Base Bulk Inference¶
Bases: Bolt
AudioBulk is a class designed for bulk processing of audio data using various audio models from Hugging Face. It focuses on audio generation and transformation tasks, supporting a range of models and configurations.
Attributes:
Name | Type | Description |
---|---|---|
model |
AutoModelForAudioClassification
|
The audio model for generation or transformation tasks. |
processor |
AutoFeatureExtractor
|
The processor for preparing input data for the model. |
Parameters:
Name | Type | Description | Default |
---|---|---|---|
input |
BatchInput
|
Configuration and data inputs for the batch process. |
required |
output |
BatchOutput
|
Configurations for output data handling. |
required |
state |
State
|
State management for the Bolt. |
required |
**kwargs |
Arbitrary keyword arguments for extended configurations. |
{}
|
Methods
audio(**kwargs: Any) -> Dict[str, Any]: Provides an API endpoint for audio processing functionality. Accepts various parameters for customizing the audio processing tasks.

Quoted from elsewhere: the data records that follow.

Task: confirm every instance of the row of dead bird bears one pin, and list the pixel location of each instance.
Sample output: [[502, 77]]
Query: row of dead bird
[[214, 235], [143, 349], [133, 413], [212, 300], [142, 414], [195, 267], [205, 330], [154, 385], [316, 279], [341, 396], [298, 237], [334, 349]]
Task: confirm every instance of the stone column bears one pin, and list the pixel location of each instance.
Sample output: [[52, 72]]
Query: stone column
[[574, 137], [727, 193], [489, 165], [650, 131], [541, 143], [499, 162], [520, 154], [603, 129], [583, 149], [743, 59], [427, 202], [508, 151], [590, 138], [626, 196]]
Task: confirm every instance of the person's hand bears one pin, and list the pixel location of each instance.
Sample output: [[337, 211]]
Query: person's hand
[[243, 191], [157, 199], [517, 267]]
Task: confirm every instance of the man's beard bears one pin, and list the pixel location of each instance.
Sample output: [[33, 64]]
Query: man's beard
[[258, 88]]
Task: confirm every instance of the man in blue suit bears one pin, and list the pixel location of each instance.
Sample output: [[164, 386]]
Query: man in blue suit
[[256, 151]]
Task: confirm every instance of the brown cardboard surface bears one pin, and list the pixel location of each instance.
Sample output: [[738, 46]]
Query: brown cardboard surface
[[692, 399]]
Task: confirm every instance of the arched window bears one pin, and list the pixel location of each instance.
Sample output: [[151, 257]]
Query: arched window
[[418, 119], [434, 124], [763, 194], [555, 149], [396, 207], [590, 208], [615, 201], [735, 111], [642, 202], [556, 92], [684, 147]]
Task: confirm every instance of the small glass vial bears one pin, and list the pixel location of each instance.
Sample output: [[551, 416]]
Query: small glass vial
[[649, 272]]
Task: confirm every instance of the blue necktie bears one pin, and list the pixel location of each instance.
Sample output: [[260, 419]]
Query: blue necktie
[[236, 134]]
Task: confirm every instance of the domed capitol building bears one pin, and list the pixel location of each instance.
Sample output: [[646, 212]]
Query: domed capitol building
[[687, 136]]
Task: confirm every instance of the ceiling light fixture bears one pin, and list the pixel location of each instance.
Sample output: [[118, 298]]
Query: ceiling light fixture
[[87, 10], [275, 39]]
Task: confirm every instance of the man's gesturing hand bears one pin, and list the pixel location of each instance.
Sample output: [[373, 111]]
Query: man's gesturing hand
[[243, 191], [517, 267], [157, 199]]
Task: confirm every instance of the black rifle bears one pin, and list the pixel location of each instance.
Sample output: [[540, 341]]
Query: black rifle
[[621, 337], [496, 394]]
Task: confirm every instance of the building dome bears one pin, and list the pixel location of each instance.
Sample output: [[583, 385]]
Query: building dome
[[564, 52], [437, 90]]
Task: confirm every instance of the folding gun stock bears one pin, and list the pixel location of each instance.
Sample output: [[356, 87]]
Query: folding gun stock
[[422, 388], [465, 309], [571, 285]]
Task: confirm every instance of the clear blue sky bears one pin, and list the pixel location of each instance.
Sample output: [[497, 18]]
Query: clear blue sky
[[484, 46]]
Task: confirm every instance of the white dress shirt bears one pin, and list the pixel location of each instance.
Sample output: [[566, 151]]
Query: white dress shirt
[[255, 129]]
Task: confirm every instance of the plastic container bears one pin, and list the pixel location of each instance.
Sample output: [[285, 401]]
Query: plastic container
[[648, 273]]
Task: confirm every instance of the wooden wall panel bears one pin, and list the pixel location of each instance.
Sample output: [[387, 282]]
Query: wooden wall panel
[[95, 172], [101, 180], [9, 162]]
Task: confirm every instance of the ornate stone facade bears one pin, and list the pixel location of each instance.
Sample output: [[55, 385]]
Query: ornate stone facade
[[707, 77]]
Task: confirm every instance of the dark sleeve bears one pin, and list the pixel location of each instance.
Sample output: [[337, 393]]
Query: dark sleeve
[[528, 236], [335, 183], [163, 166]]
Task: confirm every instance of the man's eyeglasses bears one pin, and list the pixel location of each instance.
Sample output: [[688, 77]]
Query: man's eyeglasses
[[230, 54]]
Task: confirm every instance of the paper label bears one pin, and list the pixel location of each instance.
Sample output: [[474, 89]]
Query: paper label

process(audio_input: Union[str, bytes], **processing_params: Any) -> dict: Processes the audio input based on the provided parameters. Supports multiple processing methods.
__init__(input, output, state, **kwargs)
¶
Initializes the AudioBulk with configurations and sets up logging. Prepares the environment for audio processing tasks.
Parameters:
Name | Type | Description | Default |
---|---|---|---|
input |
BatchInput
|
The input data configuration for the audio processing task. |
required |
output |
BatchOutput
|
The output data configuration for the results of the audio processing. |
required |
state |
State
|
The state configuration for the Bolt, managing its operational status. |
required |
**kwargs |
Additional keyword arguments for extended functionality and model configurations. |
{}
|
done()
¶
Finalizes the AudioBulk processing. Sends notification email if configured.
This method should be called after all audio processing tasks are complete. It handles any final steps such as sending notifications or cleaning up resources.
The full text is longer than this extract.